For optimal cluster performance, we recommend observing the following inline data reduction best practices. Some of this information may be covered elsewhere in this paper.
- Inline data reduction is supported on F910, F900, F810, F710, F600, F210, F200, H700/7000, H5600, A300/3000 nodepools only. Legacy F800 nodes cannot be upgraded or converted to F810 nodes.
- Run the assessment tool on a subset of the data to be compressed or deduplicated.
- When replicating compressed or deduplicated (or both) data, to avoid running out of space on target, it is important to verify that the logical data size (the amount of storage space saved plus the actual storage space consumed) does not exceed the total available space on the target cluster.
- In general, additional capacity savings may not warrant the overhead of running SmartDedupe on node pools with inline deduplication enabled.

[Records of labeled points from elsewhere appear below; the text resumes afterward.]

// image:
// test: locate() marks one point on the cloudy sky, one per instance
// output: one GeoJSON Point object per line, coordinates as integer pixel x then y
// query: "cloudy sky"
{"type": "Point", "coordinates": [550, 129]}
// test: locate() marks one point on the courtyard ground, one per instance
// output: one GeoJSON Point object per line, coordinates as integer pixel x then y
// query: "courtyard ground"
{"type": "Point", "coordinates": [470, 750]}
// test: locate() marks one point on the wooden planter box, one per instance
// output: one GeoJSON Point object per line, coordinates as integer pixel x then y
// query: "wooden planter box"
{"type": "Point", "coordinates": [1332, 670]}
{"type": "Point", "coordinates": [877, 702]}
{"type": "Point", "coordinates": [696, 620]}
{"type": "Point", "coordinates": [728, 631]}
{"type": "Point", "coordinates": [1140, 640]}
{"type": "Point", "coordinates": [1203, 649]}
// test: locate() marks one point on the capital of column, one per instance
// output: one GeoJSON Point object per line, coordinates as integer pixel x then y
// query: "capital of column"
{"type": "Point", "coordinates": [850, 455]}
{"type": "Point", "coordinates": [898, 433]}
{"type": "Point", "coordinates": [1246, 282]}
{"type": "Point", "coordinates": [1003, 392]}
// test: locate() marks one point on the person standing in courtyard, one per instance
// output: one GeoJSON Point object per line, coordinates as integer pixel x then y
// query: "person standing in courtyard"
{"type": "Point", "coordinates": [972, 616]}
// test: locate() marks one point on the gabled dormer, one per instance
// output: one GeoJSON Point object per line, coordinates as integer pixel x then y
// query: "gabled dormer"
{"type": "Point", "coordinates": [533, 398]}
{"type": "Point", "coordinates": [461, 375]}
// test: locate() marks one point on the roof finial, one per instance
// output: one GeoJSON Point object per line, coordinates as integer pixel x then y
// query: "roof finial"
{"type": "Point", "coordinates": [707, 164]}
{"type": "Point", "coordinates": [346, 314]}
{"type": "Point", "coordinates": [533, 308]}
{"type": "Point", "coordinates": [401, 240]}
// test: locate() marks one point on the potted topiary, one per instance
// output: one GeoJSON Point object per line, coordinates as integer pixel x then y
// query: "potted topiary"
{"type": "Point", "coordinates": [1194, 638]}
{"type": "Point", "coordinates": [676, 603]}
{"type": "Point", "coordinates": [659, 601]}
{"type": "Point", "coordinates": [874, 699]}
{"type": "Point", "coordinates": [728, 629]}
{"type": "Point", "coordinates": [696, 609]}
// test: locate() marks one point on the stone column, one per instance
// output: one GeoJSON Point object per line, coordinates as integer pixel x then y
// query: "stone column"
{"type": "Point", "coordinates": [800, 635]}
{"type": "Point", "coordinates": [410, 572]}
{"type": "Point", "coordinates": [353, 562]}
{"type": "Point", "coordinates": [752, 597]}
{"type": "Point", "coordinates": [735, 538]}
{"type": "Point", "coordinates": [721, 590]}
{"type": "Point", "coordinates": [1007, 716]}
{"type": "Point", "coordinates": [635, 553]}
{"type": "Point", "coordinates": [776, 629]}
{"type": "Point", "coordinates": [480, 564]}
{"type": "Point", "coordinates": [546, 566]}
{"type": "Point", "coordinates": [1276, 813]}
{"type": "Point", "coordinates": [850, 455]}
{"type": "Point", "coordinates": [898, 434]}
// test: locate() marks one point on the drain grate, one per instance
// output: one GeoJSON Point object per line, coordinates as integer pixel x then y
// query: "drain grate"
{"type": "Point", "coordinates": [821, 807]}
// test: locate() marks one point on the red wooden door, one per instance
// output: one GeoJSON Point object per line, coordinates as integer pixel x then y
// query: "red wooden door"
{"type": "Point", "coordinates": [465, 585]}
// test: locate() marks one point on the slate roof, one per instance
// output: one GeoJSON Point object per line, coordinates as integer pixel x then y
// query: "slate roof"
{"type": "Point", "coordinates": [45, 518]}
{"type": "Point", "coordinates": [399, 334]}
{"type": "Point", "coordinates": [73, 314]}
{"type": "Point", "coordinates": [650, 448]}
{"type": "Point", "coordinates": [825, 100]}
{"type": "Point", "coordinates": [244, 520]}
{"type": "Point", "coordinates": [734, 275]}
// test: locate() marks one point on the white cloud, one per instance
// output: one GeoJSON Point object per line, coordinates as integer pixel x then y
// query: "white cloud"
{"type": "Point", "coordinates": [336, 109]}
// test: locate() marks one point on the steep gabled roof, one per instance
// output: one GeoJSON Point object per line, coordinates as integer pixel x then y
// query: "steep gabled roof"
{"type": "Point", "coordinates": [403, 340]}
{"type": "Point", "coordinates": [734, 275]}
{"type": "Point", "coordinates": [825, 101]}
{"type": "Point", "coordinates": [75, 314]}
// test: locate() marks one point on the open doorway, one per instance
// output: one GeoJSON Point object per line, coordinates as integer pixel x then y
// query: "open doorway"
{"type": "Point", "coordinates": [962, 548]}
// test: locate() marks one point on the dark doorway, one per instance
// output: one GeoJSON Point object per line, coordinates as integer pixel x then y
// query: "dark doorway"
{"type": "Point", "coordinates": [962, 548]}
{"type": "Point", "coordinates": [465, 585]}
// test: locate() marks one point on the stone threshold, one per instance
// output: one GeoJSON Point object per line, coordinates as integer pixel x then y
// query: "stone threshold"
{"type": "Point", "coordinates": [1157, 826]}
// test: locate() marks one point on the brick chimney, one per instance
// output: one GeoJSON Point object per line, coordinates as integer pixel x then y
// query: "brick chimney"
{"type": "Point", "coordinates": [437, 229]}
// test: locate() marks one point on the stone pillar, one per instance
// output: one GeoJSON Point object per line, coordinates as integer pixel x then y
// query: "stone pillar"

See the ‘Performance with Inline Data Reduction’ chapter for additional detail.
- Data reduction can be disabled on a cluster if the overhead of compression and deduplication is considered too high or performance is impacted, or both.
- The software data reduction fall-back option on F810 nodes is less performant, more resource intensive, and less efficient (lower compression ratio) that hardware data reduction. Consider removing F810 nodes with failing offload hardware from the node pool.
- Run the deduplication assessment job on a single root directory at a time. If multiple directory paths are assessed in the same job, you will not be able to determine which directory should be deduplicated.
- Recommend enabling inline deduplication before rebooting the F910, F900, F810, F600, F200, and H5600 nodes in a cluster.